Auckland’s housing taskforce has spoken: the city has many tasks to undertake on housing.
All the numbers for the Great Housing Crisis of 2017 are well known: the city needs an extra 14,000 homes a year, every year, for the next 30 years to cope with a population swelling by 45,000 more residents annually.
All the wider ‘supply’ problems are well known: limited land availability, slow and inflexible planning consents, limited public funding for housing-associated infrastructure like roads and drains, and lack of workers, competitive building supplies and certainty in the construction industry.
So Phil Goff’s Mayoral Housing Taskforce went looking not for the problems but solutions. It received a broad welcome from Prime Minister Bill English, whose only strong rejection was over its discussion of returning Aucklanders’ GST paid on rates back to Auckland.
Convened in February from the banking, building, design, economics and property sectors and Auckland Council itself, it spent five days in exhaustive workshops and produced a glossy 48-page report yesterday that aimed to remove impediments to mass building of affordable housing.
Its headline answers included:
* forming a plan to keep a “higher baseline of overall housing delivery across boom-bust cycles” – to keep on building in the down times as much as the good times
* looking at ‘value capture’ targeted rates on areas or properties which benefit from re-zoning by the council or from publicly-funded infrastructure nearby
* planning bigger, faster joint venture building programmes on publicly-owned land
* using some of the government’s $1 billion Housing Infrastructure Fund money (kept separate from the council’s own books to avoid going into too much debt) to put in facilities in new housing areas
* tidying up the Council’s consents system to have one-point of contact, senior staffers involved, and one code of practice
There were 31 recommendations in all, some grouped as tactical and some strategic, but only eight that could be argued to be definitive actions.
Once internal council operational matters were removed just four were left that included ‘doing words’ rather than “invite”, “encourage”, “investigate”, “update”, most of those dependent on other central government or sector entities.
A timeline at the end of the taskforce report shows that most of the 31 recommendations cannot be ‘scaling up’ until 2019-20 for construction industry improvements, 2020-21 for unlocking land with appropriate zoning and infrastructure and 2019-20 for efficient planning, consenting and risk management.
The housing crisis is a multi-faceted problem, built up over years and engulfing both local and central government, so solving it will indeed take time and will require consultation and collaboration.
Goff and the taskforce members who spoke at the report’s unveiling yesterday were in unison that there is no silver bullet.
On the need for a plan for “building through the dips”, Goff made it clear that would require the Government to commit to building even when the economy was in a downturn. “In a small country like New Zealand, central government has in the past played a key role in this and today still needs to.”
On ‘value capture’ targeted rates Goff said: “It promotes the potential to use other sources of funding such as targeted rates on those realising windfall profits from rezoning and new infrastructure so they contribute to the cost of that infrastructure.”
On unlocking public land for housing faster, a taskforce economics member, Stuart Shepherd of Sapere Research, said it was important to open up those areas that would deliver “the most supply the soonest.”
On using the Housing Infrastructure Fund, the report says a special purpose vehicle would be formed to hold the separate new infrastructure finance from the Council’s existing balance sheet “which is under pressure”.
“For this model to function well, the new entity will require the ability to raise revenue streams from development that it unlocks, as well as an equity provider to underwrite its borrowing.”
At his post-cabinet press conference, Bill English said Auckland Council had applied for all of the Housing Infrastructure Fund. “That means they are working closely with the Government now about the next set of investments that are going to bring housing supply forward, that are about roads and water.”
He believed the Council had the capacity for value capture rating. “That’s pretty tricky, I’m told, trying to calculate it.
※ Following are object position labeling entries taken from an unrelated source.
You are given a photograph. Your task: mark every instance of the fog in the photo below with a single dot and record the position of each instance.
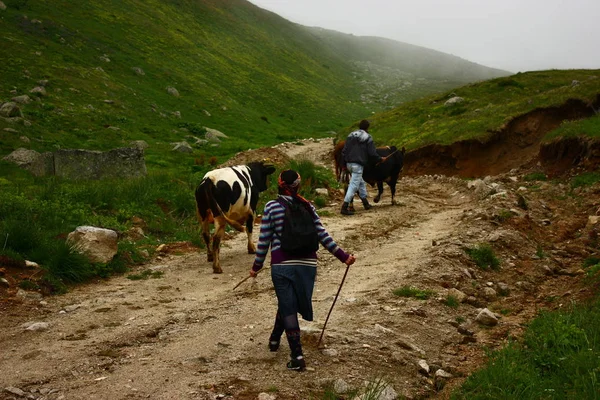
(514, 35)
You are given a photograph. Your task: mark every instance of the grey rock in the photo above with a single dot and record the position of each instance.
(35, 326)
(23, 99)
(10, 110)
(125, 162)
(172, 91)
(99, 245)
(140, 144)
(460, 296)
(330, 352)
(39, 90)
(487, 318)
(489, 294)
(423, 367)
(12, 389)
(182, 147)
(340, 386)
(453, 101)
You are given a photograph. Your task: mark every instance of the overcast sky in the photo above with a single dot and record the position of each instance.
(515, 35)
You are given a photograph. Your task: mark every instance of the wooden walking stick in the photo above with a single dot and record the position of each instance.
(246, 278)
(331, 309)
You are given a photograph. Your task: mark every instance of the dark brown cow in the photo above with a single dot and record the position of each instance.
(387, 171)
(229, 196)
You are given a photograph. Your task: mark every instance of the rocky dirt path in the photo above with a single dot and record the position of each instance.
(188, 335)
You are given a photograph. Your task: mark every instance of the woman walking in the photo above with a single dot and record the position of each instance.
(293, 275)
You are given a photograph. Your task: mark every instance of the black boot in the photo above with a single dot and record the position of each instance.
(366, 204)
(345, 210)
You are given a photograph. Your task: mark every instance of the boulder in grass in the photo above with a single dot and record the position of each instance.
(99, 245)
(10, 110)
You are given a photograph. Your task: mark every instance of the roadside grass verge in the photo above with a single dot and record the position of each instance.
(37, 214)
(556, 359)
(409, 291)
(483, 255)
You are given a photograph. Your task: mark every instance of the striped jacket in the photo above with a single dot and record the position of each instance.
(271, 228)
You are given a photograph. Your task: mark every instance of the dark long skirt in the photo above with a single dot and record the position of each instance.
(294, 284)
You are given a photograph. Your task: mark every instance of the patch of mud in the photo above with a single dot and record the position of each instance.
(516, 144)
(268, 154)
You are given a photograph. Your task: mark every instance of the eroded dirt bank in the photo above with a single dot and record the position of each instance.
(516, 144)
(188, 335)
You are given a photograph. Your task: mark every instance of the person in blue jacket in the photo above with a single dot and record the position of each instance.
(359, 150)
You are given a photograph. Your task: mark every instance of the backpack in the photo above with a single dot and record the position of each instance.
(299, 236)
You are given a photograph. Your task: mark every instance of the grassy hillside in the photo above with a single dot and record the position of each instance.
(486, 107)
(392, 72)
(237, 68)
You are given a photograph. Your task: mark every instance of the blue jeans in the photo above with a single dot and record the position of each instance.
(357, 184)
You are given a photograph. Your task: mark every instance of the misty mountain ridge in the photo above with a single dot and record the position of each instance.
(235, 67)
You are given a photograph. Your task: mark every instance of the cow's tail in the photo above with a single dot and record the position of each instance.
(206, 192)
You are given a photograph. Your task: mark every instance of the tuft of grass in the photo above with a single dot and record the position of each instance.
(374, 389)
(591, 261)
(535, 176)
(484, 257)
(557, 359)
(503, 215)
(539, 251)
(451, 301)
(409, 291)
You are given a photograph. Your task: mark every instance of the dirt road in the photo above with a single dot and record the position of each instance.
(188, 335)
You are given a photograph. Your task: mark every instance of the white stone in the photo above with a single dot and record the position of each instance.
(99, 245)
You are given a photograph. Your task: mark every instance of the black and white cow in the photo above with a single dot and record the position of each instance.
(229, 196)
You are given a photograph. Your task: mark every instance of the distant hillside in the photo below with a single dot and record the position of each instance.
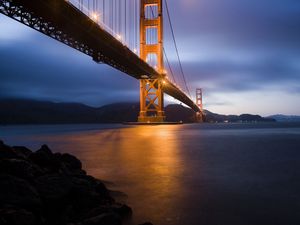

It’s great to see this report covering so much ground. I think it tells us they are having a pretty deep think both about what is going on, which is reflected in the report, and some of the newer things they want to test out.”
* The editor of Newsroom Pro, Bernard Hickey, acted as facilitator for the taskforce’s multiple workshops and was part of the four person panel announcing its findings yesterday. He did not contribute to this report.